There is an issue which looms large for most of us who are reluctant to divulge our pay. That of judgement. Our pay should not be a benchmark for our worth, but we have managed to tie it up as such. We often attribute success with hard work and ability, which we acutely link with monetary gain.
The downside to this is that it can lead to perverted bias and judgement as we balance our finances against our achievements to that of others. And vice versa. High income earners are naturally more private as to their salary as jealousy and judgement can sit on the surface.
Jen Byrne designs and makes teething jewellery for parents and babies with her home run business Corlily. She doesn’t mind discussing finances but prefaces this with, “I think it’s because I honestly don’t make much. I know I’ve said it to friends, but they wouldn’t be as forthcoming to be fair. They would be on much higher salaries. It seems like people who have more money don’t want to justify themselves as to what they do or don’t spend their money on. It’s a touchy subject. I also wouldn’t ask someone what they’re on. I don’t think that’s right. I guess everyone on either end feels judged somehow.”
We can easily overestimate our performance and contribute it to financial gain or, likewise, underestimate the performance of colleagues in comparison to ourselves. This is a dangerous game as it plays us against each other. The question of pay unfairness is widespread and can negatively affect our rational thinking when validating our salary in comparison to colleagues. Objectively comparing our income with that of the person who sits next to us for eight hours a day has its benefits, however, especially in a society where the gender pay gap sits at 14%.
Áine Crilly, of The HR Elephant, believes the fear of the unknown is what stops us in our tracks when divulging that all important figure. “Women in the workplace are afraid if they verbalise their salary to highlight a higher pay rate than a colleague, that it will stir the pot and then risk the possibility of losing that figure. Essentially, the unknown ensures they remain silent.”

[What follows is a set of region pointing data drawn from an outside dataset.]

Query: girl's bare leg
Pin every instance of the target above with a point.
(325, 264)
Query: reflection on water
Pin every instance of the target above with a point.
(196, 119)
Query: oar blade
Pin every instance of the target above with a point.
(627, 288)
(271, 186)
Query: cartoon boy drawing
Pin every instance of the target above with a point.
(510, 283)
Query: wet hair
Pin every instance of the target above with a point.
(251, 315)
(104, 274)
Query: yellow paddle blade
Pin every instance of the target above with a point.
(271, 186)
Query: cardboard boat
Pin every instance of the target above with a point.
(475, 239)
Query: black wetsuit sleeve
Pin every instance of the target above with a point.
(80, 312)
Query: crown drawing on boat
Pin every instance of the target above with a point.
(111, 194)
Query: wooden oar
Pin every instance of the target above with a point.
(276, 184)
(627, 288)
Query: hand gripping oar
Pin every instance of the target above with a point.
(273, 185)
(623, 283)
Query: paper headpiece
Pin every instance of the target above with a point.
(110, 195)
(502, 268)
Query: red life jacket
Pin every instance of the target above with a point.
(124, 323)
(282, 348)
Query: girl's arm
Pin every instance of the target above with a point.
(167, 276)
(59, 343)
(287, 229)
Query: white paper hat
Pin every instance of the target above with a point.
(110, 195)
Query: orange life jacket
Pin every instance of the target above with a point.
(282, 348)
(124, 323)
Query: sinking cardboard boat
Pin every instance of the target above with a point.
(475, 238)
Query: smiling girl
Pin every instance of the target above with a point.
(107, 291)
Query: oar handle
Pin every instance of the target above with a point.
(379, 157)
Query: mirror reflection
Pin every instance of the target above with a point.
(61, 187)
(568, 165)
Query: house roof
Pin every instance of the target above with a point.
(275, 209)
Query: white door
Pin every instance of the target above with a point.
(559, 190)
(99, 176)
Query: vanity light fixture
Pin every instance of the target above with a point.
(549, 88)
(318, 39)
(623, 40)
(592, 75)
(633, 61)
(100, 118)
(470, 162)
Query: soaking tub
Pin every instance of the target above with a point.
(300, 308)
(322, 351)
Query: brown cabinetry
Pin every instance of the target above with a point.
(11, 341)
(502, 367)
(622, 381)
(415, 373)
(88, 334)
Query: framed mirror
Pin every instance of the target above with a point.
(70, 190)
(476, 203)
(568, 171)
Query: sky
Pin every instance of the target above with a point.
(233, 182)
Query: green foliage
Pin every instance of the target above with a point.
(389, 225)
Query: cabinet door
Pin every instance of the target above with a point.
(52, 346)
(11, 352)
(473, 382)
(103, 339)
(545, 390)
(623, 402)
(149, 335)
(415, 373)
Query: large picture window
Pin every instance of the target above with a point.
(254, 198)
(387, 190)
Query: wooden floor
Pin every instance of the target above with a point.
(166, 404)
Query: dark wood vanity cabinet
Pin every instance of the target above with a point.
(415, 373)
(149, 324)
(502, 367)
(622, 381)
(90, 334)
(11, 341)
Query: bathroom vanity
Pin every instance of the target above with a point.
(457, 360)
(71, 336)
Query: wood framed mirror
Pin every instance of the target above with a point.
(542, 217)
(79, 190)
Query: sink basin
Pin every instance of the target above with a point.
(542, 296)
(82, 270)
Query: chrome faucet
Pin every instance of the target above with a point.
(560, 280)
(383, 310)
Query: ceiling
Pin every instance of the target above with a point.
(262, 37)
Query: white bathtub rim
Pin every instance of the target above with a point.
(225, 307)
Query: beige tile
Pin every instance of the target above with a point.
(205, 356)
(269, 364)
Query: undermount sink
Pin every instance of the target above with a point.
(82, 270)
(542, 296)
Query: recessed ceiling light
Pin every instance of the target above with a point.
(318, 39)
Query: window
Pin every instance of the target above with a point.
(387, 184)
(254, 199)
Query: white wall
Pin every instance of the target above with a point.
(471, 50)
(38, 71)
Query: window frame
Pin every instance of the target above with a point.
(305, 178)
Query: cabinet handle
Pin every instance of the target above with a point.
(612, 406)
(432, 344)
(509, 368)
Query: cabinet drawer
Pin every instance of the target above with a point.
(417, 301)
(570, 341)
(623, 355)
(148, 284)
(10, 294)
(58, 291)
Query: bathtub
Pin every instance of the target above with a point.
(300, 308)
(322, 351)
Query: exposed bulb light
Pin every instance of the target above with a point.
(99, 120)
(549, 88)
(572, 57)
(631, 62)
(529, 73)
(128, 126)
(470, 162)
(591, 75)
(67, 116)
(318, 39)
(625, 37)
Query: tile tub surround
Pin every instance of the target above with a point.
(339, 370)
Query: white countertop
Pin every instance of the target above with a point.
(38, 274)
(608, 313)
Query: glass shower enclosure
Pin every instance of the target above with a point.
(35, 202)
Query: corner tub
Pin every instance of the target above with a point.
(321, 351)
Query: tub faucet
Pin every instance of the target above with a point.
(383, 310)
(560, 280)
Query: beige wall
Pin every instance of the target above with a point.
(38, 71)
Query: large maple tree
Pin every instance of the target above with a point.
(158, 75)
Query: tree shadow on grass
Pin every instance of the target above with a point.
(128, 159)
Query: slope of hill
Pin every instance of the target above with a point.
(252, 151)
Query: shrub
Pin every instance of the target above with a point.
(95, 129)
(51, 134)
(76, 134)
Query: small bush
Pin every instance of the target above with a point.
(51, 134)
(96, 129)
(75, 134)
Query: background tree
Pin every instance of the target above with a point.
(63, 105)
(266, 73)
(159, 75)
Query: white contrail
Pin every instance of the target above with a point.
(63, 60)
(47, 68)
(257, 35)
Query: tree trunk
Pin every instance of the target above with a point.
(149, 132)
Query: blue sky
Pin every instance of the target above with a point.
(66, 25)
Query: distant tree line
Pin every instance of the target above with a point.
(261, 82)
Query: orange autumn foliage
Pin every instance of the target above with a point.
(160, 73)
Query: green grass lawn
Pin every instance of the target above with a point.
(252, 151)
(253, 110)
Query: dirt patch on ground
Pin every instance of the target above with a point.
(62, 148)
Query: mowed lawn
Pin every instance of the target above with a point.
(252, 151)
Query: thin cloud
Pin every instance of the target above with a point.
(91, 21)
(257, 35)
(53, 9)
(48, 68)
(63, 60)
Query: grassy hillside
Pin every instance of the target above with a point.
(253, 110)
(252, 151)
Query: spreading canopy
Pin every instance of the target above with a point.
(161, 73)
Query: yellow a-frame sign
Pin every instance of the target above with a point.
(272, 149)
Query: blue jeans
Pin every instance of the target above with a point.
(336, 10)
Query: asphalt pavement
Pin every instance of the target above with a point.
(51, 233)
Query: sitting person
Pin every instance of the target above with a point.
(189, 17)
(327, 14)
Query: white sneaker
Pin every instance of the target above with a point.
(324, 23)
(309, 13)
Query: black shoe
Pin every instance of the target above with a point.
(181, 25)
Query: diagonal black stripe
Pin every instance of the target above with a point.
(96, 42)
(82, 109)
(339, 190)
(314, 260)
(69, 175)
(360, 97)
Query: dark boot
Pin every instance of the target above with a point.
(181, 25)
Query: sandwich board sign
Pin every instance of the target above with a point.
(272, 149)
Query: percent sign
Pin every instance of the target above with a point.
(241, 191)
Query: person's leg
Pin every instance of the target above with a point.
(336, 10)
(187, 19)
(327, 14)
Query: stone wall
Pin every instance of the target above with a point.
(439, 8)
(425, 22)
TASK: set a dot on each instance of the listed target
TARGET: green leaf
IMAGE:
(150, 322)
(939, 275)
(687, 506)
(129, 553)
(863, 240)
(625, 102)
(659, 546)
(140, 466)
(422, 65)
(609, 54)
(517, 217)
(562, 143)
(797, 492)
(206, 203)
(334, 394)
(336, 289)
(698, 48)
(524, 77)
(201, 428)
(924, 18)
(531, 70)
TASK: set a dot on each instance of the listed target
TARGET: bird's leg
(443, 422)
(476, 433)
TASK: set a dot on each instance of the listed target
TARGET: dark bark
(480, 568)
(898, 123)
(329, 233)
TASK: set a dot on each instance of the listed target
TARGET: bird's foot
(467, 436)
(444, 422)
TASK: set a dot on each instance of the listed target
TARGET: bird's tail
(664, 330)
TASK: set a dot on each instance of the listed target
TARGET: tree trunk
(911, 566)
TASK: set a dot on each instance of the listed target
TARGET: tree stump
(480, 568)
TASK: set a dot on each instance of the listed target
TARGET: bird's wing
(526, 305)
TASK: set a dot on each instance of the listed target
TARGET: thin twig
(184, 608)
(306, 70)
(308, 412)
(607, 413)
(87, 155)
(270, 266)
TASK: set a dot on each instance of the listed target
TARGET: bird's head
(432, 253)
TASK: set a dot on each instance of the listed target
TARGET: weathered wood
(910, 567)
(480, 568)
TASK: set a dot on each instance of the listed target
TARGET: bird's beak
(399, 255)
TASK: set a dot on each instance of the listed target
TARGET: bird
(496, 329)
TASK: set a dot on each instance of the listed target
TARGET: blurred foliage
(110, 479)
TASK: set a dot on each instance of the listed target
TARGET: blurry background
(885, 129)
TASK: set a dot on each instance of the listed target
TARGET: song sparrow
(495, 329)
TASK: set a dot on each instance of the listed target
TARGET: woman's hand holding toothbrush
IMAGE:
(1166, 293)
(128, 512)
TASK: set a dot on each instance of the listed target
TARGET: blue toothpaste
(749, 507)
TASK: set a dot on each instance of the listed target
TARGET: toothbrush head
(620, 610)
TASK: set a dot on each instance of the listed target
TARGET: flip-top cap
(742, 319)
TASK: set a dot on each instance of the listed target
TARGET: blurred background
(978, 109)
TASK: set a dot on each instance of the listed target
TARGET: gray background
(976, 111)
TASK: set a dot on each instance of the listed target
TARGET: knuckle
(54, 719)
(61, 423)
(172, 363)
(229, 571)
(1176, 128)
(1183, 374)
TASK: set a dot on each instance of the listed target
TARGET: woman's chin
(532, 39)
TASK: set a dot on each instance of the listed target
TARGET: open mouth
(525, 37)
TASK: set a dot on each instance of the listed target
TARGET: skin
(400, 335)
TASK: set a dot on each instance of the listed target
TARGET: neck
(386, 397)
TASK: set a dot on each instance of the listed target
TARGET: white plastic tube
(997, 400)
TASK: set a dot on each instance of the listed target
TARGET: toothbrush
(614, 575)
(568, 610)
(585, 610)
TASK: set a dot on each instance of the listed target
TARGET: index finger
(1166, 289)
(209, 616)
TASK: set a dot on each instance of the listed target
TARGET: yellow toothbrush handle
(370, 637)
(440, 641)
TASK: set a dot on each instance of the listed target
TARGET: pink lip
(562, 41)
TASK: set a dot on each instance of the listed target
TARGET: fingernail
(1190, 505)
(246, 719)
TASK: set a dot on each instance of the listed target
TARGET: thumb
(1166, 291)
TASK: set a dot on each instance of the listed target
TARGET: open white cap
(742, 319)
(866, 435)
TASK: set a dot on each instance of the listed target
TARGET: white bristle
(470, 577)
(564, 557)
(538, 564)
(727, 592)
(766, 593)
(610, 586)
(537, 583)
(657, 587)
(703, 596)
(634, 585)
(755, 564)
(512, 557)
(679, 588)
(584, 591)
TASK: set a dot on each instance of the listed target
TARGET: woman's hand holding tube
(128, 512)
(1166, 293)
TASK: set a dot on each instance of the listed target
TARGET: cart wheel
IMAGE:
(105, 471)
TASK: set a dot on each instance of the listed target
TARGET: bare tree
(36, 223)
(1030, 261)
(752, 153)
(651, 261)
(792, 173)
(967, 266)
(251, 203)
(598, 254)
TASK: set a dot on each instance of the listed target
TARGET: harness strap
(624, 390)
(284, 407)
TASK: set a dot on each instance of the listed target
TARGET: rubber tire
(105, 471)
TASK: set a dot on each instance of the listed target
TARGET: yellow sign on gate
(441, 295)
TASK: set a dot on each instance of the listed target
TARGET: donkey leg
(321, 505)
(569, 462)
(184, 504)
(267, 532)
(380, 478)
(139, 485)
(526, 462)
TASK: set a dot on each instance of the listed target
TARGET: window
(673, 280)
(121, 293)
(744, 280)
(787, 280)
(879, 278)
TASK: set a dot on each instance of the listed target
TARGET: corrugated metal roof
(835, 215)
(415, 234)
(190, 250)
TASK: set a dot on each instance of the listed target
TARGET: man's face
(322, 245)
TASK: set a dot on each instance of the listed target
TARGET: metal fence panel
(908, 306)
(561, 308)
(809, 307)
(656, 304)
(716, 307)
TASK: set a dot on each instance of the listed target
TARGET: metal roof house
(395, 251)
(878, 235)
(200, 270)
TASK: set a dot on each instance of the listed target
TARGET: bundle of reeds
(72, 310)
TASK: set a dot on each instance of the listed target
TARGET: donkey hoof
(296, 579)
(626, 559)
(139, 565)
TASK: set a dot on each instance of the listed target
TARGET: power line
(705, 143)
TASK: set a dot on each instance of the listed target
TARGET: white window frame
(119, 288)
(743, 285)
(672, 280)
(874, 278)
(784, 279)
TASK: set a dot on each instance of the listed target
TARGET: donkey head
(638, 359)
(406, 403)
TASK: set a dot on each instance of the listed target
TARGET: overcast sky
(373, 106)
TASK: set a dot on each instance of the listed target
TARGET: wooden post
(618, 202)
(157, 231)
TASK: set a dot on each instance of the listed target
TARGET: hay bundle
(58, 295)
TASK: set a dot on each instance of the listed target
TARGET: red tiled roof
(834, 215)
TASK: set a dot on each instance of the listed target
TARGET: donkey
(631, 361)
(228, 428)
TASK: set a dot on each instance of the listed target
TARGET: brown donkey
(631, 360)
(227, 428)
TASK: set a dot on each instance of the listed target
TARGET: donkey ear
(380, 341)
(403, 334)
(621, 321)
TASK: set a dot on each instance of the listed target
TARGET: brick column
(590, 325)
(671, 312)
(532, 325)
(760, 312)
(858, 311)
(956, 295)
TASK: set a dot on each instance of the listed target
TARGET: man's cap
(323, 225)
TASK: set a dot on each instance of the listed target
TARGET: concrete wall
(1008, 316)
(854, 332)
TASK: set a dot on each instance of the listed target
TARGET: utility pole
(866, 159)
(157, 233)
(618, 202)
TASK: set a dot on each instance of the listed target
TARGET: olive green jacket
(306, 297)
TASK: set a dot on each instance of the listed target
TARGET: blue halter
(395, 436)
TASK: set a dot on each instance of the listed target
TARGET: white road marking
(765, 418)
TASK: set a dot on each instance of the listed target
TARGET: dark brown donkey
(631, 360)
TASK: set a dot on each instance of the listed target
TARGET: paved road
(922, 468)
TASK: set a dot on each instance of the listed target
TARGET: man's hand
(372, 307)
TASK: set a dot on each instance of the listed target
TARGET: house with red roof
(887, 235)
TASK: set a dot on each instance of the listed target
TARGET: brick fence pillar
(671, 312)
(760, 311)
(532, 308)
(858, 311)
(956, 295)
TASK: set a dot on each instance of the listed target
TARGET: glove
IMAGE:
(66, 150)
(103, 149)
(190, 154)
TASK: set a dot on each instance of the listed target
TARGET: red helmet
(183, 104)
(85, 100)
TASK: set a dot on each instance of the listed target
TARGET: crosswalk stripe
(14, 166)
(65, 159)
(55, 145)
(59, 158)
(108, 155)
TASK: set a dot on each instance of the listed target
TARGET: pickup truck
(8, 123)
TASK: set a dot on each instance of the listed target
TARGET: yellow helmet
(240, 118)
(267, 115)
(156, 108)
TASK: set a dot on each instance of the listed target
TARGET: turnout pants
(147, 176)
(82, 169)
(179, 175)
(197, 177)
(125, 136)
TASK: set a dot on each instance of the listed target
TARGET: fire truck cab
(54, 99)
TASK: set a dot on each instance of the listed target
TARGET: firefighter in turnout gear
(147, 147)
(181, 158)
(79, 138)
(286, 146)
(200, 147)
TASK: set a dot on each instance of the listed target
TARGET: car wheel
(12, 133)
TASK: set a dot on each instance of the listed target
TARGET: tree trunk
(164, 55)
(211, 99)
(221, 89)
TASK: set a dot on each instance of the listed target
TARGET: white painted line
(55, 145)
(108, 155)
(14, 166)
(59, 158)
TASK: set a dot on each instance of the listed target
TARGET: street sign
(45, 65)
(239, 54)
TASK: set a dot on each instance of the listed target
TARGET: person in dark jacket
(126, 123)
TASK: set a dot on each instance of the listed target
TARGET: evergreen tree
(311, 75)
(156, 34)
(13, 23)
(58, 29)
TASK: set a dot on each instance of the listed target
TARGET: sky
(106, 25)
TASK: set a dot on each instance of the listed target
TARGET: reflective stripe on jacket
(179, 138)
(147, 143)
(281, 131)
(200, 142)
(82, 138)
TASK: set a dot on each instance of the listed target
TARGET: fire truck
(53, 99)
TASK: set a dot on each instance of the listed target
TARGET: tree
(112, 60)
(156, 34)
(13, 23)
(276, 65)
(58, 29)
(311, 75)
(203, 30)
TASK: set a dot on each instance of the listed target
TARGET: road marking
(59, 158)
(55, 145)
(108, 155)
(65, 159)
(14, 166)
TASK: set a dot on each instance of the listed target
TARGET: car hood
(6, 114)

Talking about our wage has an added advantage of not only addressing the gender pay gap but also knocking the balance of power out of the hands of employers and back on to a level playing field for employees. Pay can vary unfairly and unpredictably, making it difficult but important to challenge the established averages and strike a balance.
Crilly recognises the pay rise process is a very grey area in the workplace. “A causation factor of different rates of pay could be the length of service for example,” she says. “We have a misconception of what is construed to be the ‘norm’ or a socially acceptable rate of pay.
“We struggle and unfortunately do not have the natural ability to speak up or query what our value is worth. That magical figure remains hidden in many businesses.”
Essentially, we hide behind the idea that discussing our finances is taboo. If it remains a private issue between us and HR, we may be doing ourselves an injustice. Leaving our pride behind, opening the doors to this discussion can be a positive one as pay disparity is challenged.
Crilly says: “It is only with educating our society to speak up, be heard and close the pay gap by demanding transparency that we will ensure we can vocalise what we earn and be proud of it. Since gender inequality can exist everywhere, it is intrinsic to encourage the gold standard for companies to strive for in gender equality and diversity.”